Послевоенные произведения стареющего Шницлера — повести «Фрейлейн Эльза» (1924) и «Тереза» (1928), с нескрываемой жалостью и любовью рассказывающая об участи обедневшей и соблазненной офицерской дочери, девушки из хорошей венской семьи, раздавленной жизнью, так же как и новелла «Сон» (1926), уже не представляют интереса в сравнении с порою его расцвета. Шницлер пережил падение старой Австро-Венгрии, но как писатель он завершил свой путь, по существу, рассказом о Казанове, полном пылких воспоминаний и сожалений о невозвратно канувшей молодости.

Завершая краткий очерк творчества Артура Шницлера, надо представить себе общее направление эволюции австрийской литературы от 90-х годов, когда выступил Шницлер, и до 1931 года, когда умолк его уже заметно ослабевший голос. За эти сорок лет австрийская литература, включая писателей, живших не на немецких территориях империи, но писавших по-немецки, прошла большой и значительный путь. В конце века — накануне прихода Шницлера и его современников — это была одна из периферийных литератур Европы, после недолгого романтического взлета ничем себя не проявившая.
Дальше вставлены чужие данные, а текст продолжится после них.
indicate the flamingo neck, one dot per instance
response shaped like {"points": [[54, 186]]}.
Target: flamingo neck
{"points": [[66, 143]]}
Тихая прелесть новелл А. Штифтера, сочные бытовые зарисовки Анценгрубера, поучительные сельские истории Розеггера, при всем том, что это произведения весьма различного художественного достоинства, все же составляли некий провинциальный уровень (за исключением Штифтера). Вот этот провинциализм и был преодолен в 90-х и 900-х годах группой писателей, тоже очень различных по идейным и художественным тенденциям, но в целом поднявших литературу Австрии до общеевропейского уровня «конца века». Здесь видна и нарастающая реалистическая тенденция, в которой именно Шницлер как драматург и новеллист играет, бесспорно, заметную роль. Уже надвигаются грозные сроки краха дунайской империи, а вместе с ними и долгие годы раздумий о том, что же, собственно, произошло и где место австрийского писателя в той новой Европе, которая медленно поправляется после кровавой годины первой мировой войны и ищет революционных путей, потрясенная событиями Октябрьской революции. Как ни старомоден Шницлер в ряду с художниками так называемой пражской школы — блестящими австрийскими экспрессионистами — Верфелем, Мейринком, как ни далек он от потрясающей искренности и мудрости Рильке и Рота и от точности, с которой анатомировали душу и мозг современника Музиль и Брох, все же в общем движении австрийской литературы в русло литературы мировой, в которую она вновь входит своими большими писателями XX века, есть и вклад доброго, иронического, любившего жизнь и свою Австрию доктора Артура Шницлера.

Р. Самарин

Цветы

(Перевод В. Лях-Ионовой)

Весь день до вечера я бродил по улицам, и надо мной кружились легкие снежные хлопья, медленно опускаясь на землю. Теперь я дома, на столе горит лампа и лежат книги, дымится сигара, и я мог бы чувствовать себя так хорошо и уютно… Но нет, я неотступно думаю об одном и том же.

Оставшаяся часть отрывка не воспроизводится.